Beginning this month, the Bridgeville Parking Authority’s curbside kiosks will charge cash-paying customers $1 per hour—that’s the same rate that you would pay to park in Sewickley, Mt. Lebanon or Pittsburgh’s Lawrenceville neighborhood.
For drivers paying by credit card, however, there will be a minimum $2.50 charge, which gives you 2.5 hours of parking. So whether you’re planning to be in Bridgeville for five minutes, 90 minutes, or two hours, you will be required to pay for 2.5 hours of parking.
In addition, the parking authority is shifting its meter enforcement window to later in the day to better collect revenue during the hours when the parking lots are busiest. The new meter schedule is 10 AM to 8 PM.
Some people might question the wisdom of raising parking rates—by 150% in some cases—at the tail end of a pandemic, just as bars and restaurants are getting close to resuming business as usual.

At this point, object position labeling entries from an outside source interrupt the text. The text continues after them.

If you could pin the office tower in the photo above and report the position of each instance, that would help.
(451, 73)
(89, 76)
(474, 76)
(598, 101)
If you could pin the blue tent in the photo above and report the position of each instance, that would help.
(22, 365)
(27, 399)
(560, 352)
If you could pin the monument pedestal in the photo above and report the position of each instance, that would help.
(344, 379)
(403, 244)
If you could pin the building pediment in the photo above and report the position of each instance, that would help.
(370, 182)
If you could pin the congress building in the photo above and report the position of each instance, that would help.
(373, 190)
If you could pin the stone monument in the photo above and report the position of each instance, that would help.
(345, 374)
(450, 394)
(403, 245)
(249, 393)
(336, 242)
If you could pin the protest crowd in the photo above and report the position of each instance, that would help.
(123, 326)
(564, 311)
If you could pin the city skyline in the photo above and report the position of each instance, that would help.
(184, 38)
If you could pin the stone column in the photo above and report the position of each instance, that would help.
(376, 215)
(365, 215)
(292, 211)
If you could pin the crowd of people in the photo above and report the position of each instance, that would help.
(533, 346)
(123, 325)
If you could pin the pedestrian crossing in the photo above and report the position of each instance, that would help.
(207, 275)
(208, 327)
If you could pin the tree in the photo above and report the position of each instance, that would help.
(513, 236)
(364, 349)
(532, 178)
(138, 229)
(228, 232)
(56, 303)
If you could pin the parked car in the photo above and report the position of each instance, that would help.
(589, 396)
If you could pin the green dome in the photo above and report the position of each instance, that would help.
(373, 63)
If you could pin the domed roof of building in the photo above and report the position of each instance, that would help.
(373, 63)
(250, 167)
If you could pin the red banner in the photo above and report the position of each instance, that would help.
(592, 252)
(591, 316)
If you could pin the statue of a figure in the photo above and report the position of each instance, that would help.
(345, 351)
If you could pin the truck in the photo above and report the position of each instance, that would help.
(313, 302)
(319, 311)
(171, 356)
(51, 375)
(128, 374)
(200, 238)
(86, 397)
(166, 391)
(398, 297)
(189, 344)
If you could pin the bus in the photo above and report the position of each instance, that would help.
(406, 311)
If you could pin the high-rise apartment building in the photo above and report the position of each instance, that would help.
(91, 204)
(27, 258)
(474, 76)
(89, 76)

On the other hand, the Bridgeville Parking Authority might have some very good reasons for raising rates now.
Did the pandemic put the parking authority in a dire financial position? Are the authority’s lots in need of costly repairs? Did the authority conclude that actual dollar cost of the new rates will have minimal to zero impact on local business? Is there data proving as much?
The find out, we emailed parking authority manager Joe Solomon asking for insight about the decisionmaking that went into the rate hike, as well as clarification of some details.
Borough parking lots are owned and operated by the Parking Authority!!!-Joe Solomon, Bridgeville Parking Authority manager
All changes have been voted on and approved at the April 2021 Parking Authority Meeting!
Thanks for your interest,
He has a point—the borough parking lots are owned and operated by the parking authority(!!!) and the authority did approve the rate increases in April(!).
That’s why some borough councilmembers were caught off guard when they only recently learned about all of this.
Councilman Joe Verduci found out about the parking changes while reviewing the parking authority’s old meeting minutes.
“I was a little disturbed with the reports for this past month,” he said. “I’m curious if our restaurants know about this. “We didn’t have a public discussion about this… did anybody know, other than getting this report? I think that we need to have a major conversation with the parking authority. We should go to the parking authority’s meeting and listen to their reasoning.”
Councilwoman Virginia Schneider called the timing of the rate hike “inconsiderate,” especially given the pandemic and the new threat of an I-79 toll bridge.
Many restaurants are already operated at reduced hours, and now it just got more expensive to visit those businesses, said councilman Nicholas Ciesielski.
Council president Bill Henderson said the the parking authority’s communication with council has been sub-optimal.
“We have invited them to this meeting every month,” Henderson said. “For the last several months, we have been asked to submit any questions we have for them prior [to ourmeeting]. We need to get face-to-face with the authority and have some discussions about the impact of [the parking rate increase].”
Although council appoints the parking authority’s board members, the authority operates as an independent entity.
Councilman Nino Petrocelli wondered whether there was something functionally wrong with the parking authority.
“You’ve heard the phrase ‘there is something rotten in Denmark?'” he said. “I don’t know what it is. Is it a management problem? The payroll is high—it’s over $140,000 per year.”
Recent parking authority meeting minutes indicates that the agency has been losing money for at least the past several months.
“I don’t know how bad off they are,” said councilman Joe Colosimo. “Are they in trouble? I mean, there’s another way to do this rather than just drop it on people’s heads.”
Several councilmembers said that they plan to attend the next parking authority meeting, which is scheduled for Monday, June 21 at 7:30 p.m. at the Bridgeville municipal building.